In my Fluid Mechanics class, we arrived at an equation for 2D compressible flow (using perturbation theory):
$$\left(1-M^{2}\right)\frac{\partial^{2}\phi}{\partial x^{2}}+\frac{\partial^{2}\phi}{\partial y^{2}}=0$$
where $\phi$ is the perturbed fluid potential ($\vec v=\vec U+\vec\nabla(\phi)$), $\vec U=U\vec e_{x}$ is a constant flow and $M=U/c_s$ is the Mach number.

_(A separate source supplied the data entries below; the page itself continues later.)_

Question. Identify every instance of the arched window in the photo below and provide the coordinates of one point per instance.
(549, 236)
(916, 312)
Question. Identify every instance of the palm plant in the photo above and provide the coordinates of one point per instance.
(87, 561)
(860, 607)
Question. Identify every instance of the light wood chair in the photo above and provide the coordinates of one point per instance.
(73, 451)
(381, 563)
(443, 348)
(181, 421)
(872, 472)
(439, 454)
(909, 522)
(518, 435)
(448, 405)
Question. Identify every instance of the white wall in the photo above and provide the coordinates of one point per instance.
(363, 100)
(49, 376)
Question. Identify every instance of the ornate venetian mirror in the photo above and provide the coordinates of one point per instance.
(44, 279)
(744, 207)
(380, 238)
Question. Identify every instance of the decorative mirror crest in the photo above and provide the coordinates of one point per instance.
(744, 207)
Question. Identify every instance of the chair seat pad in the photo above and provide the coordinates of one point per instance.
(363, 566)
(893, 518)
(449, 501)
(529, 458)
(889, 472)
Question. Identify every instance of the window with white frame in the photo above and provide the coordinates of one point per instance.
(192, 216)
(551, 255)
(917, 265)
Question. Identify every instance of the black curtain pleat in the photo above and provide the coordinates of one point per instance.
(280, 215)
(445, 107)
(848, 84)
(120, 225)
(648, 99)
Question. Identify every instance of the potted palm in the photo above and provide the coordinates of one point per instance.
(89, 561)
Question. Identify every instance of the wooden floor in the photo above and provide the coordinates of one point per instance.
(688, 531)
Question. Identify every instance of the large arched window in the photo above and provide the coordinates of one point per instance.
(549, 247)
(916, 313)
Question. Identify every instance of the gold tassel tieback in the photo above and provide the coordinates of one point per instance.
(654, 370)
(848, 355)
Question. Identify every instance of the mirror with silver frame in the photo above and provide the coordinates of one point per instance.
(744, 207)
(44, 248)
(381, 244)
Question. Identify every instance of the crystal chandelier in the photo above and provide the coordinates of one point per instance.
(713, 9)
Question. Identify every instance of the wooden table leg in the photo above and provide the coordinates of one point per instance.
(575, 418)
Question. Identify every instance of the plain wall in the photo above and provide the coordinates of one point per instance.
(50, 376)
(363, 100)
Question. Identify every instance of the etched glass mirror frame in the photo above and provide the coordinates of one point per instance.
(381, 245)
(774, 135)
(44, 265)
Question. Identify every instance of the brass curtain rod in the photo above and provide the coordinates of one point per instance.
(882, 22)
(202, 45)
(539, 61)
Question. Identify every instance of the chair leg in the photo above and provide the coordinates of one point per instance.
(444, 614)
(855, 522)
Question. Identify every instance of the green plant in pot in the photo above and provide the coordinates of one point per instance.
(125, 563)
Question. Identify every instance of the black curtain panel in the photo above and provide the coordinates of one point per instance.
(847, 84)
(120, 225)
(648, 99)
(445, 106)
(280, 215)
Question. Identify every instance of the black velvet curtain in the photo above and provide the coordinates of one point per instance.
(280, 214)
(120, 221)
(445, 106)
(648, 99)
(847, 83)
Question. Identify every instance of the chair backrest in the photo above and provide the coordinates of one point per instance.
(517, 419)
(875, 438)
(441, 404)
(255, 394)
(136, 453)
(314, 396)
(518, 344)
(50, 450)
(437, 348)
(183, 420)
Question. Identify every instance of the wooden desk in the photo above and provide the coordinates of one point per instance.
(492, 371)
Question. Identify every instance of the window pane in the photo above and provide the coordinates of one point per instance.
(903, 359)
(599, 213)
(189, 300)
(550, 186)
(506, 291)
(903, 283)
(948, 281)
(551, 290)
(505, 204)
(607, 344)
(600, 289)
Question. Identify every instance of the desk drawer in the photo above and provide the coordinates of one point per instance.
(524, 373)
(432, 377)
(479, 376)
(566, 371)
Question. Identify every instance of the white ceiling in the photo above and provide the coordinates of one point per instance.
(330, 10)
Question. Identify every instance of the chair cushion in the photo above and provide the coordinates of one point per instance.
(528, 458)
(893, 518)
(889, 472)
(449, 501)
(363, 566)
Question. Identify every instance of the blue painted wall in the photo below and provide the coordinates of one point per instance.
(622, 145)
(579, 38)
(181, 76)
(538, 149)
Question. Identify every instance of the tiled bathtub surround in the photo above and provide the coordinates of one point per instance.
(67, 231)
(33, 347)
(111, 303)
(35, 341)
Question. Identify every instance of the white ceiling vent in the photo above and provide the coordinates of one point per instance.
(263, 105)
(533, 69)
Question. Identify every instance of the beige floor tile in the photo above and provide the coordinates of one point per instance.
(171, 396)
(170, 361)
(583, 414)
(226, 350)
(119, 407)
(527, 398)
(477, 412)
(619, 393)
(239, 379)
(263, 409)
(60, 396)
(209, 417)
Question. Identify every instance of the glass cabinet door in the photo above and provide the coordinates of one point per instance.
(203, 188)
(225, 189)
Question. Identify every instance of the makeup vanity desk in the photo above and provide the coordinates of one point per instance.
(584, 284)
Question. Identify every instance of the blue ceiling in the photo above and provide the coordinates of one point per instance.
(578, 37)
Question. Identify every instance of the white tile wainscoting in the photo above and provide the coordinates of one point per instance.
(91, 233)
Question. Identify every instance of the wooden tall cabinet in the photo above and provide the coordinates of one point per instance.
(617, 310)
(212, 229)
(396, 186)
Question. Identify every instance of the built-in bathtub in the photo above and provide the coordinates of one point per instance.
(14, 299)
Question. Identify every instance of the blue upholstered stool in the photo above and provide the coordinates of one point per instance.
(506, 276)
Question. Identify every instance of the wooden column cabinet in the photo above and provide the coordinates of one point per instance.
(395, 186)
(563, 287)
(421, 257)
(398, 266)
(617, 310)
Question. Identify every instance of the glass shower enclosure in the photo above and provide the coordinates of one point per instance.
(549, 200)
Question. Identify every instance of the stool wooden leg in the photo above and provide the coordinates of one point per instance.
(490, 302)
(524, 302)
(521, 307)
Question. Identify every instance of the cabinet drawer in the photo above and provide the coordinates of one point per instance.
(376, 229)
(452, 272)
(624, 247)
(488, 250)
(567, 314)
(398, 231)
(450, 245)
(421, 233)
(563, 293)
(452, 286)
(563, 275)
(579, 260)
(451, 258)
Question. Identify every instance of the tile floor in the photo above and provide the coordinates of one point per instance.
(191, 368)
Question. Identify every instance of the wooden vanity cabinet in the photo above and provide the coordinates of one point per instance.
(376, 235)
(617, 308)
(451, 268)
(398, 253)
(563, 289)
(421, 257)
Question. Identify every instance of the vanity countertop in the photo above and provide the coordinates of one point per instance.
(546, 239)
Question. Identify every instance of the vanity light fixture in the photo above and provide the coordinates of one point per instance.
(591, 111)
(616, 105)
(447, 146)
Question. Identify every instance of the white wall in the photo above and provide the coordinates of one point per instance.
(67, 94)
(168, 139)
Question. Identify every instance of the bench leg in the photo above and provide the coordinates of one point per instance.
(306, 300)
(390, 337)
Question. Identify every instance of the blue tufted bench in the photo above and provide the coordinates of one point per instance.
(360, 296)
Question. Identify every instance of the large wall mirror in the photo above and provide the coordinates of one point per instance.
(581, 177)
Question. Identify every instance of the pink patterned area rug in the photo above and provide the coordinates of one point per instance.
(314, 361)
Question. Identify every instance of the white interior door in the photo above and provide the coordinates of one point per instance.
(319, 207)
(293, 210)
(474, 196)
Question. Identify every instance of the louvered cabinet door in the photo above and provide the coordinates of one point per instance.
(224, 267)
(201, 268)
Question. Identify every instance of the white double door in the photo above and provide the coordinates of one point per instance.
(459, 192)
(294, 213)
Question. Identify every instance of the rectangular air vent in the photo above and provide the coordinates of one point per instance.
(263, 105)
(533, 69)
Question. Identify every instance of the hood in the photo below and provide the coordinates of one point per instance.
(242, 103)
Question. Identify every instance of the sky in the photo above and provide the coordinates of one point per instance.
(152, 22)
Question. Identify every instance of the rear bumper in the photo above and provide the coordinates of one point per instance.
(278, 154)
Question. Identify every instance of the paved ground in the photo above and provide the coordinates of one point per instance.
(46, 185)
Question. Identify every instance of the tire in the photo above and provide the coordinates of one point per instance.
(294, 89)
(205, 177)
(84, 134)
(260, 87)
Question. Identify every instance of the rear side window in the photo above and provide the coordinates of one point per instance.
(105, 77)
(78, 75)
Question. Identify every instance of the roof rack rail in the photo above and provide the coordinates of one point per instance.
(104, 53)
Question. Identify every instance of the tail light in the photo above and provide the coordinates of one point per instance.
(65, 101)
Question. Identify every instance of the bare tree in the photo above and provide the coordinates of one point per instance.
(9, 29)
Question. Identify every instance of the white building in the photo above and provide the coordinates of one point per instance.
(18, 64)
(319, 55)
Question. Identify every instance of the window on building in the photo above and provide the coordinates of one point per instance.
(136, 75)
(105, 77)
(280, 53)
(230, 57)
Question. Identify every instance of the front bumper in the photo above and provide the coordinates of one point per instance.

I wanted to resolve this equation for an arbitrary contour defined by $$ f_\pm=\begin{cases}f(x) & \quad\text{if }x\in[0,l] \\ 0 & \quad \text{if } x\in]l,+\infty[\end{cases} $$
where $f_{+}$ is for $y>0$ and $f_{-}$ for $y<0$. and you also asume $\frac{df}{dx}\ll(\text{the other non pertubed quantities})$
My teacher only solved the supersonic case using the fact that for $M>1$ you get the wave equation. He found his boundary conditions like this:
$$\frac{df}{dx}=\tan(\alpha)=\frac{\nabla\phi|_{y}}{U+\nabla\phi|_{y}}$$
wich gives neglecting the quadratic perturbed quantities:
$$\frac{\partial\phi}{\partial y}|_{y=f'(x)}\simeq\frac{\partial\phi}{\partial y}_{y=0}\simeq Uf'(x).$$
My problem is that I have tried solving this equation (using Fourier transform) for a subsonic flow using the same boundary condition (and a bounded solution). And while I found a solution, this solution doesn't seem very physical or accurate when I plot it on python.
So I was wondering if my boundary conditions are incorrect and if they are what are the correct one?